The blurb gives you a good set up. Our main characters walked away from the military life three years ago after a young soldier under James’s (Jamie’s) command was badly hurt. Both guys were deeply in love with each other and they fell in love before realizing that they were both in the army and both ended up in the same platoon. Jamie was a captain and Easy Jacobs was the sergeant. The men walked away from the army and each other. Three years later Easy comes to seek Jamie’s help in finding Austin (the young soldier who got hurt three years ago) who went on a trip across America months ago and besides post-cards his family have not heard from him. Austin was also Easy’s cousin so Easy had a very personal interest in finding him.
“I turned the postcards over. Austin had written home about his trip: he was having a wonderful time, he was heading west, looking for America. He wasn’t going to stop until he had found America. His handwriting looked as bad as ever. “
Of course, despite being apart for three years James and Easy are still deeply in love, and the reader hopes almost right away with James that Easy’s arrival means that they will find their way back to each other.
“What was he doing here? If he’d wanted help with Austin, all he needed to do was call. Send me an email. But he came out here, and he climbed into my bed when I pointed into the bedroom. Did he come out here to find Austin, or to find me? We’d have to wade through a lot of hurt if he’d come out here for me. But the possibility made me feel like something in my chest was growing wings.”
Our guys are wonderful, honorable men who would do anything and everything to help a friend, literally would interrupt their lives if their help is needed and they devote their meager resources to search for Austin and search for Austin they do.
And I do not think I will spoil much if I say that yes, they do find their way back to each other. Have I believed in their connection? Yes, absolutely. We never even hear from Easy, James is the only one who narrates the story and I could feel their love for each other.
“He rolled over too, blinked sleepy eyes at me. He reached out, traced along my face, pushed stray hair behind my ear. His hands were tender, eyes so full of hope and love I felt like I was looking at a night sky full of stars. I blinked back the tears I couldn’t seem to control.”

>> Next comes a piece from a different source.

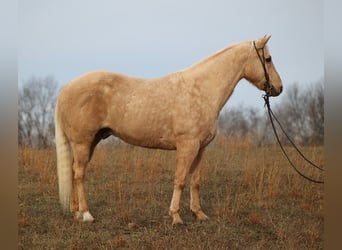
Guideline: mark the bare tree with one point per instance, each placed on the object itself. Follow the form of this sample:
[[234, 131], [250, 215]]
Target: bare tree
[[302, 113], [36, 100]]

The only comic relief in this novella (I felt that overall mood was quite dark) was a little unexpected for me. It mostly involved tiny dog named Tino. The dog belonged to Jamie’s grandmother. Jamie was taking care of her for six months before her death and she asked him to take care of Tino. Supposedly Tino was a source of constant irritation for Jamie, but one did not need to look hard for the evidence of how Jamie really felt and Easy fell for Tino right away. Of course they took Tino on their road trip and some hilarity ensued when people wondered how Tino lost his eye.
“I looked down in time to see Tino lift a leg on the base of a potted plant tucked into the corner of the reception area. I snatched his leash so hard he let out a squeak, tiny toenails skidding a bit when I dragged him across the tiles. “Did you see those fucking pine trees outside, Tino?” Easy opened the door for us. “He’s kind of got a blind spot about that dog, though.” “Poor little thing. How’d he lose his eye?” Easy reached for another donut. “Bar fight.””
“The man stopped, gave Tino an admiring look. “That’s a very little dog for hiking! He must be stronger than he looks!” He bent over, petting the tiny walnut head, then pulled his fingers back when Tino snarled at him. “What a sweetheart. How’d he lose his eye?” “Knitting needle,” I said. “He’s looking for a new home.””
““Go,” I said, pointing to a dried-up piece of tumbleweed. “I am at the end of my fucking rope with you. Pee or get off the pot.” Tino turned his back on me, raised a leg, and aimed in my direction. Pee or get off the pot? I was tired; I couldn’t even think up a decent metaphor for a little one-eyed shit of a dog.”
I really liked the story. I hope you will too.